MISSIONE RIUSCITA? NON PROPRIO

Non bisogna poi dimenticare i numerosi bug (non solo grafici) che abbiamo incontrato lungo tutto il gioco: crash piuttosto frequenti (sembra che ci sia un'incompatibilità tra il gioco e le CPU con HyperThreading), cursore che non sempre indica gli hot spot nella maniera giusta, improvvisi fasci di luce che appaiono dove non dovrebbero e un comportamento non proprio impeccabile di Ann in alcuni spostamenti rendono il gioco ulteriormente frustrante e poco divertente, anche se sembra che una patch correttiva, non ancora disponibile al momento in cui scriviamo, risolverà gran parte di questi "bachi". Imprecisioni a parte, Paradise presenta però anche alcuni pregi.
Non solo il buon doppiaggio italiano e il discreto comparto sonoro, ma soprattutto un'atmosfera intrigante e tipicamente "sokaliana" che piacerà sicuramente agli amanti di Amerzone e di Syberia, anche se restando in tema avremmo preferito una minor somiglianza estetica tra Paradise e i suoi due predecessori. Alcuni inevitabili deja-vù disseminati per il gioco che richiamano anche a molte altre avventure del passato, con enigmi non proprio originali (stufe, carrucole, candele da spostare, simboli da far combaciare) anche se piacevoli e mai troppo sgangherati o privi di senso.

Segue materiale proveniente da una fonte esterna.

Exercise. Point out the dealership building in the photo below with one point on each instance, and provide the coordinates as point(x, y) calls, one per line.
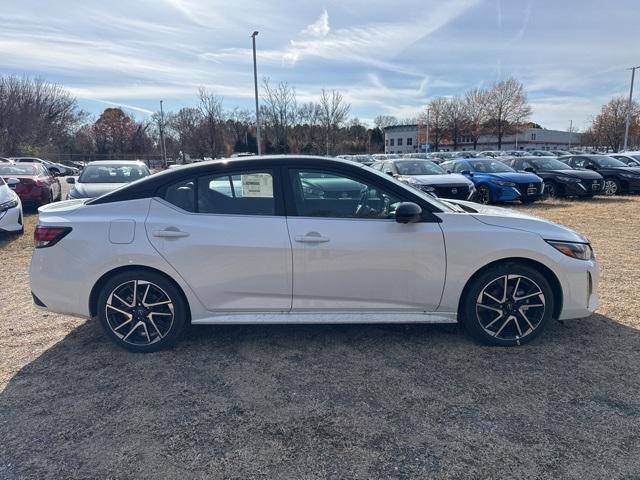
point(404, 139)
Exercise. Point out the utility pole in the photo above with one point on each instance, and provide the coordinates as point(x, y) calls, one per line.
point(255, 84)
point(570, 132)
point(626, 127)
point(163, 147)
point(427, 131)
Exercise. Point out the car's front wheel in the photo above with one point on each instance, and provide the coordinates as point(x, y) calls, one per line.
point(141, 311)
point(507, 305)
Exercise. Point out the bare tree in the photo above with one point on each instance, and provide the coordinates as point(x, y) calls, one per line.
point(211, 109)
point(508, 108)
point(279, 111)
point(437, 121)
point(476, 111)
point(455, 120)
point(609, 125)
point(34, 114)
point(332, 113)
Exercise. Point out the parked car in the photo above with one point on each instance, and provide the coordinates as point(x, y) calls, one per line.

Concludendo, non possiamo quindi che bocciare, seppur a malincuore, un'avventura grafica che non è riuscita a trovare quell'equilibrio tra trama, enigmi, interfaccia e dialoghi che, visti i nomi in gioco, era quasi dato per scontato. Peccato, anche perché le potenzialità per fare di Ann Smith una nuova eroina avventurosa c'erano tutte.

Voto None stelle su 5
Voto dei lettori
Paradise aveva tutte le carte in regola per bissare il successo di Amerzone e dei due capitoli di Syberia. Un'ambientazione evocativa, un team di sviluppo già a suo agio con la materia avventurosa e un nome come Benoit Sokal a cementare il tutto. Purtroppo, un po' a causa di una realizzazione frettolosa, un po' per uno svolgimento che non riesce a coinvolgere più di tanto, Paradise delude sotto molti punti di vista, non ultimi la ripetitività delle azioni, la qualità degli enigmi e la scarsissima interazione con gli ambienti di gioco.